6. International transfers
Some providers process data in the United States. Where we transfer personal data outside the EU/EEA, we rely on an appropriate safeguard:
- Stripe, Google and GitHub — certified under the EU-US Data Privacy Framework (DPF).
- Anthropic — not DPF-certified; transfers are covered by the European Commission's Standard Contractual Clauses (SCCs) in Anthropic's data-processing terms.
These transfer mechanisms are re-verified periodically, as certifications can change.
7. How long we keep data
- Account & profile data — kept while your account is active; deleted within 30 days of a deletion request.
- Search history — kept while your account is active, or 12 months, whichever is shorter; deleted with your account.
- Manuscript text sent for analysis — not retained after the request completes.
- Usage counts & analytics events — up to 90 days.

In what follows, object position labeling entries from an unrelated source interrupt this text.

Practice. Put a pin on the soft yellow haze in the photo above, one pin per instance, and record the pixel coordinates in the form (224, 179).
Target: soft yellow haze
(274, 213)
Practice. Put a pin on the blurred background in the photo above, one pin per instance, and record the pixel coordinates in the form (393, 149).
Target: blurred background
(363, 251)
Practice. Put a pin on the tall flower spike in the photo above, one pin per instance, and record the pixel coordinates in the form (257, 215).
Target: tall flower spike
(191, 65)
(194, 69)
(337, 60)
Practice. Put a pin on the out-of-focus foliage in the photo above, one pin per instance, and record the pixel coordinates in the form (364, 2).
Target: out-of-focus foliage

- Server logs — up to 30 days.
- Backups — purged on a rolling cycle of no more than 6 months.
These periods are our current defaults for the pilot and may be adjusted as the service matures.
8. Your rights
If you are in the EU/EEA you have the right to:
- Access a copy of the personal data we hold about you;
- Rectify inaccurate data;
- Erase your account and associated data;
- Restrict or object to certain processing;
- Data portability — receive your data in a portable format;
- Withdraw consent at any time for anything based on consent (e.g. analytics) — this does not affect processing done before withdrawal.
How to exercise these rights. Email roman.v.glazkov@gmail.com (interim contact until privacy@refscout.app goes live), preferably from the email address on your account. Requests are handled manually (we do not yet offer an automated self-service tool) and completed within 30 days. Account and data deletion (profile, saved papers, collections, search history, usage records) works the same way.
9. Right to complain
If you believe we have handled your data unlawfully, please contact us first so we can try to resolve it. You also have the right to lodge a complaint with the Finnish supervisory authority, the Office of the Data Protection Ombudsman (Tietosuojavaltuutetun toimisto): tietosuoja.fi.

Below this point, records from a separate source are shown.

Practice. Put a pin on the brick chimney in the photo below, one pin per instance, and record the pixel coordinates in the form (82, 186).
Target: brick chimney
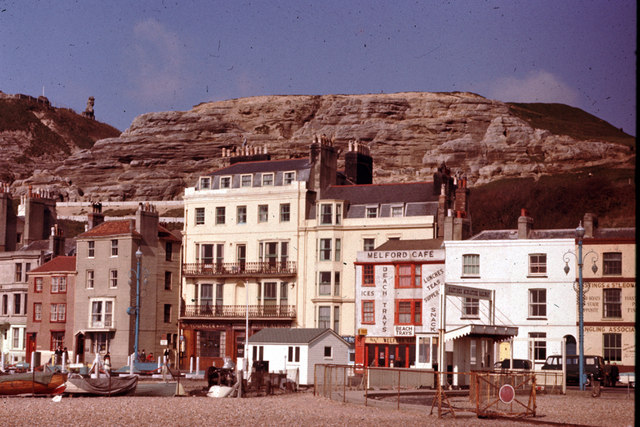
(525, 224)
(8, 220)
(358, 164)
(39, 217)
(96, 217)
(590, 224)
(147, 220)
(56, 241)
(324, 164)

10. Is providing data required?
An email address and a sign-in identity are required to create an account and use the parts of RefScout that need an account — without them we cannot provide those features. Optional profile fields and analytics consent are entirely voluntary and not required to use the service.
11. Automated decision-making
RefScout's outputs — BibCheck, PreSubmit, Cite (and, if enabled, Verify) results — are academic writing aids. They are suggestions and checks to help you, not automated decisions that produce legal or similarly significant effects about you. GDPR Article 22 (automated individual decision-making) does not apply. You remain responsible for verifying results before relying on them.
12. Security
Passwords are hashed with bcrypt. Sessions/JWTs are signed with a server-side secret. All traffic uses HTTPS. Payments, when active, are handled entirely by Stripe's PCI-compliant infrastructure.
13. Changes to this policy
We may update this policy as the service changes. Significant changes will be communicated to registered users. The "Last updated" date at the top reflects the most recent revision.